By Alex O’Connell, Correspondent
CHAPEL HILL – A joint program by the Orange County Health Department and the Chapel Hill-Carrboro City Schools to encourage adolescent immunizations has come under criticism by some parents.
Called the Adolescents Get Immunized campaign, children from grades five through 12 are encouraged to be inoculated against meningococcal disease; human papillomavirus (HPV); and tetanus, diphtheria, and pertussis (or Tdap). Of these, Tdap vaccination is mandatory for children entering the sixth grade, while the other two are recommended.
Besides education and walk-in vaccination clinics, the campaign includes a contest, which is the source of some parents’ concern.
Students who show proof of vaccination between April 1 and May 31 to their school nurse by June 1 are eligible for a drawing to win an iPod or laptop. Three winners, from the fifth grade, middle school and high school levels, will be drawn.

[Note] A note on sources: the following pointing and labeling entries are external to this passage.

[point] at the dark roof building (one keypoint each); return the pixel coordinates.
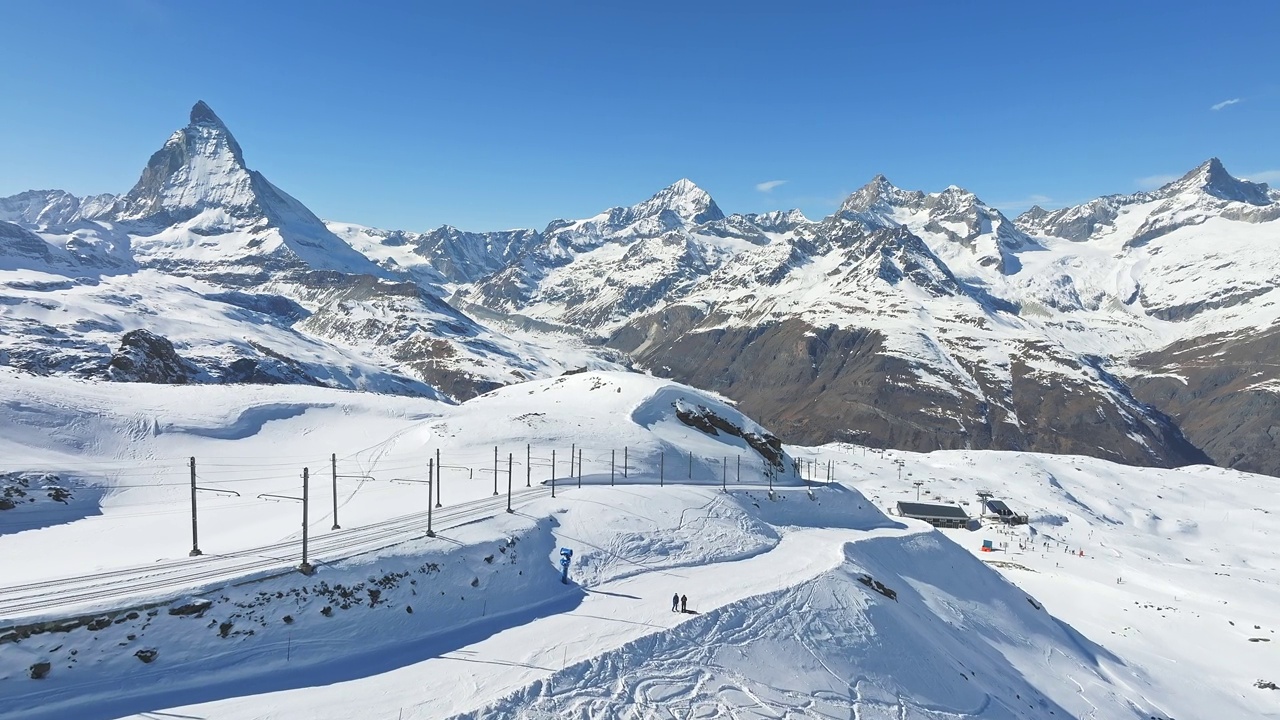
(1005, 513)
(933, 514)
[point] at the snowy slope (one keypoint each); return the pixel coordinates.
(246, 283)
(809, 605)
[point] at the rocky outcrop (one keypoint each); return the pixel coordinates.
(1224, 392)
(147, 358)
(832, 383)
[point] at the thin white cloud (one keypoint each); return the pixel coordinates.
(1152, 182)
(1265, 176)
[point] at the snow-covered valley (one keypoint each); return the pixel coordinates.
(814, 604)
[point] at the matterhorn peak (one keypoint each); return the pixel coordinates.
(200, 167)
(202, 114)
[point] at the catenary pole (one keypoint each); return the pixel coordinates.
(195, 542)
(508, 483)
(333, 464)
(305, 566)
(430, 491)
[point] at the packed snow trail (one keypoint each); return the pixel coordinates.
(609, 615)
(113, 588)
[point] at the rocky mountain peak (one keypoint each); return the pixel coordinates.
(684, 199)
(199, 167)
(1211, 178)
(881, 194)
(202, 114)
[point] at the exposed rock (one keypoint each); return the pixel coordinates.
(840, 384)
(1223, 396)
(147, 358)
(196, 607)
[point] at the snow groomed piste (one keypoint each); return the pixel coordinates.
(812, 604)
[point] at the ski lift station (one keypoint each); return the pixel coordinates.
(933, 514)
(1005, 513)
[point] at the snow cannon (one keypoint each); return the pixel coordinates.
(566, 557)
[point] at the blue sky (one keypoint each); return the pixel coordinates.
(490, 114)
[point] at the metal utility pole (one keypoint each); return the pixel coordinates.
(430, 490)
(333, 463)
(305, 568)
(195, 543)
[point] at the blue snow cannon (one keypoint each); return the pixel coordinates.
(566, 557)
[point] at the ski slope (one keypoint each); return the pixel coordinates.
(808, 602)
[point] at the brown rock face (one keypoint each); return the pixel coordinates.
(1225, 395)
(822, 384)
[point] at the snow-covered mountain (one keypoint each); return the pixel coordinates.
(206, 272)
(904, 319)
(1130, 593)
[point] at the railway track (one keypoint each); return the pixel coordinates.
(109, 588)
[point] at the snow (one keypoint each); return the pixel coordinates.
(787, 619)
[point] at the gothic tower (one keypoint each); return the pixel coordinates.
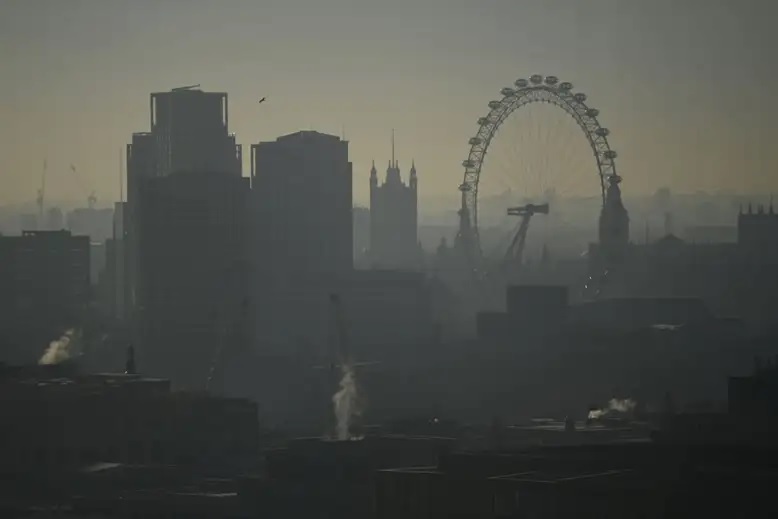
(614, 222)
(393, 218)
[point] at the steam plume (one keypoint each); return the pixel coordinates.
(615, 405)
(61, 349)
(345, 402)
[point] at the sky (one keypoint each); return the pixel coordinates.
(685, 86)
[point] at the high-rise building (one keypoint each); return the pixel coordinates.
(614, 224)
(191, 133)
(184, 226)
(193, 267)
(302, 194)
(303, 235)
(393, 219)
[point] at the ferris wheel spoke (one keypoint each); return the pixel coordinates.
(536, 152)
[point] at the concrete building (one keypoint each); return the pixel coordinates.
(183, 229)
(303, 197)
(302, 236)
(192, 267)
(394, 241)
(44, 290)
(191, 133)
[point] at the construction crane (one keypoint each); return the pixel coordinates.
(91, 200)
(40, 199)
(342, 355)
(515, 253)
(187, 87)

The prizes are sponsored by Paul and Cora Harrison, a Chapel Hill couple whose daughter died of meningococcal disease and now advocate greater awareness of the disease.
Some parents say the contest encourages a procedure they consider unsafe.
“The school system, or state, is endorsing an unnecessary medical procedure that carries the risk of serious injury or death, and they are not informing the contest participants of that risk,” said Alan Phillips, a parent of a 17-year-old in a Chapel Hill high school.
Phillips said he understands the school district’s good intentions but takes issue with the lack of full disclosure on the possible problems and side effects caused by vaccinations.